Section 1: Global market update
EDITORIAL: GLOBAL STATE OF THE DLT ECOSYSTEM
Please note that the present report covering Q4 2019, is issued as Q1 2020 starts, as will be the case from now on. This issue of Blockchain Quarterly is somewhat light, compared to previous editions. Overall, the material that has emerged from this review shows an incremental evolution, rather than disruptive developments. To an extent, this slowdown in important news is proof that a moment has been reached in the growth of the technology and its business cases when the development of products and services takes some time.
Our deep impression, when performing press reviews, is that there are still many theoretical, forward-looking, almost philosophical articles being published, mostly accurate, but with relatively few success stories hitting the headlines. The hype, which had picked up in the first half of 2019, is now at its lowest again, with worrisome positions taken by some countries, and no real technical progress, or proof, or public adoption to counterbalance this.
COMMENTS ON CRYPTO-ASSETS MARKETS
Cryptocurrency prices have gone through some turmoil during the last three months.
The crazy, impulsive move seen in the spring was too good to be true. It was too much; the surge in prices was unreasonable. In that respect, the current retreat can be seen as a stabilization within a more significant trend.
It is always challenging to explain recent movements in financial markets; and somewhat easy to find reasons for past behaviors, but as we will detail chapter by chapter in this Quarterly, there has been a shortage of fundamentally positive news in the crypto world.
As outlined in our previous issues, all categories of cryptocurrencies are not behaving in an entirely similar manner. While Bitcoin has held some of the gains it made in 2019, this has not been the case for smaller-platform native currencies, let alone ICO tokens which are continuing to collapse, in what looks to be the middle of the cryptowinter, for them.
The correlation between crypto assets has significantly decreased for the last year.
This decorrelation seems to be indicating a maturing sector as cryptoassets have very different natures.
Exchange volumes declined significantly in September compared to this summer. Data gathered from exchanges remain unreliable, so it is challenging to assess genuine exchange volumes worldwide. Still, the figures indicate that, overall, there is no sign of volume fading.
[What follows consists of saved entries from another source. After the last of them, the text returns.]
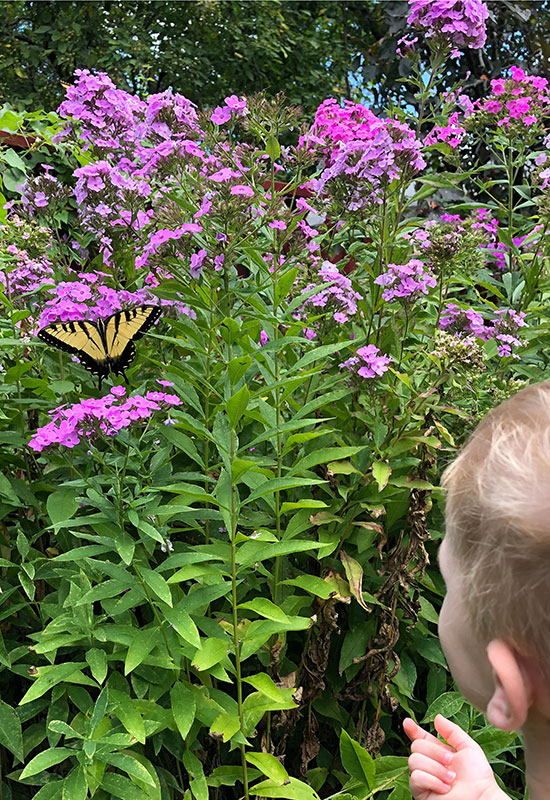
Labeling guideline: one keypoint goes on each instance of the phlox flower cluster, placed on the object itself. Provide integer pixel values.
(89, 298)
(406, 281)
(455, 23)
(43, 192)
(334, 123)
(363, 167)
(517, 104)
(89, 419)
(24, 234)
(340, 298)
(450, 243)
(24, 274)
(122, 124)
(233, 106)
(452, 133)
(543, 161)
(367, 363)
(503, 327)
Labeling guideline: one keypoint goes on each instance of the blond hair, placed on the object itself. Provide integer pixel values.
(497, 519)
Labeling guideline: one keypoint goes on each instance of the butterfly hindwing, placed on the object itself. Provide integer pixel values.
(106, 345)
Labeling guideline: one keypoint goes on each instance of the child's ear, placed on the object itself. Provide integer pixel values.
(512, 695)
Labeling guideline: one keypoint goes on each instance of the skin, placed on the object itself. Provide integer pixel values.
(504, 684)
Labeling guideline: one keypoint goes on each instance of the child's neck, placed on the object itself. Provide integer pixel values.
(536, 737)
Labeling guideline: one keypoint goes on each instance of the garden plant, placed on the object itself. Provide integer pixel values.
(219, 580)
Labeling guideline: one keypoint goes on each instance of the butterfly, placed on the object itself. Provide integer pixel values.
(106, 345)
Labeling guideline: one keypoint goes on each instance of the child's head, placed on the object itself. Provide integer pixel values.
(498, 524)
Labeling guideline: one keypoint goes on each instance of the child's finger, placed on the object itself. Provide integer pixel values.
(453, 733)
(418, 761)
(420, 782)
(417, 734)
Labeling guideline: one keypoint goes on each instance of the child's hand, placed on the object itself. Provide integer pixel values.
(431, 760)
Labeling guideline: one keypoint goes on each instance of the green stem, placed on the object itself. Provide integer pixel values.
(236, 641)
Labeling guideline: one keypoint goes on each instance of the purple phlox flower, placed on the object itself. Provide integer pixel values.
(241, 189)
(460, 23)
(236, 104)
(368, 362)
(221, 115)
(224, 174)
(196, 263)
(406, 280)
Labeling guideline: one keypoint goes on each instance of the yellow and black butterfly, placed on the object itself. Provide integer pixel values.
(106, 345)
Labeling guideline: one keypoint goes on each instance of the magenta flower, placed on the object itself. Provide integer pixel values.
(368, 363)
(239, 188)
(461, 23)
(106, 416)
(221, 115)
(406, 280)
When liquidity decreases, volatility can be expected to increase. Lately, this has been the case for crypto assets, because, as just mentioned, volumes are down. And indeed, we continue to see that whenever a market shock occurs with an increase in volumes, prices increase significantly.
Overall, observers expect volatility to continue, and indeed, there is no reason we can find to indicate otherwise, not before more adoption occurs.
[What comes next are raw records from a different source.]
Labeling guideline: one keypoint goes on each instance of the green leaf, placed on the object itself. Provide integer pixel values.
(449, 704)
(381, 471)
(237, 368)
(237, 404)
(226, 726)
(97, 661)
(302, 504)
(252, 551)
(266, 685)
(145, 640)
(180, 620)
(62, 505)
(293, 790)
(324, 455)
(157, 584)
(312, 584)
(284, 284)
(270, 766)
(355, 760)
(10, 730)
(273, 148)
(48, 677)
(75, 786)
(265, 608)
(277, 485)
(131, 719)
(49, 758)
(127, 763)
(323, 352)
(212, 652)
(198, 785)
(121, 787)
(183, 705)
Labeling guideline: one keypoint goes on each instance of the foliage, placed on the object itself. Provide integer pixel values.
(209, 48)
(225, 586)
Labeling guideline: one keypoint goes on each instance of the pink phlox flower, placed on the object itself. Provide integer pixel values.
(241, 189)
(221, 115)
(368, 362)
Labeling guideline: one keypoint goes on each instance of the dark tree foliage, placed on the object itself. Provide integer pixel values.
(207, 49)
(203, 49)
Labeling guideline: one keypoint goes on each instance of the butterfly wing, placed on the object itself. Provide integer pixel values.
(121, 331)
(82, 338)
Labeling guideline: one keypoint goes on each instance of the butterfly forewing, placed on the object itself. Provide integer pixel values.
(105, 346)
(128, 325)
INTERACTION WITH MACROECONOMICS
After a shaky 2018, stock markets are recording a positive 2019, which extends this growth cycle. As at the time of writing, share prices of American companies are pushing their all-time highs. Regardless of whether you regard this as total nonsense, or you see this as an effect of unprecedented advances in productivity thanks to robotics, internet platforms, and globalized competition, the fact remains that global markets, as a whole, have decided that stocks were not yet overpriced. How long it will take before we see a significant correction is unknown.
That’s how it is, however, we have no choice but to wonder, what if it continues, and what if it crashes?
If stock markets crash in short to mid-term, reactions by central bankers are likely to be similar to those implemented in 2008: quantitative easing, increasing liquidity to prevent the economy from being short of funds. However, experts doubt that it will have the same impact it had after the GFC and may require central bankers to go even further with the level of money creation. In turn, this will dilute the holdings of individuals and companies who sit on cash, and this could negatively affect confidence in politically-influenced fiat currencies, which may then lead to a flight of capital to diversify into crypto assets, such as Bitcoin.
On the other hand, if stock markets do not crash in the short or mid-term, this would mean that companies are conducting good business and generating revenue for investors, thereby fueling investments in technology, among them, blockchain. It is entirely feasible that sustained signs of progress in solving current DLT issues, combined with an abundance of capital, could trigger, and then fuel, yet another crypto bubble.
An often-shown picture is Gartner’s curve of adoption. It is indeed suggesting that blockchain still has a long way to go, and we are only just at the beginning of the journey on the road to widespread usage.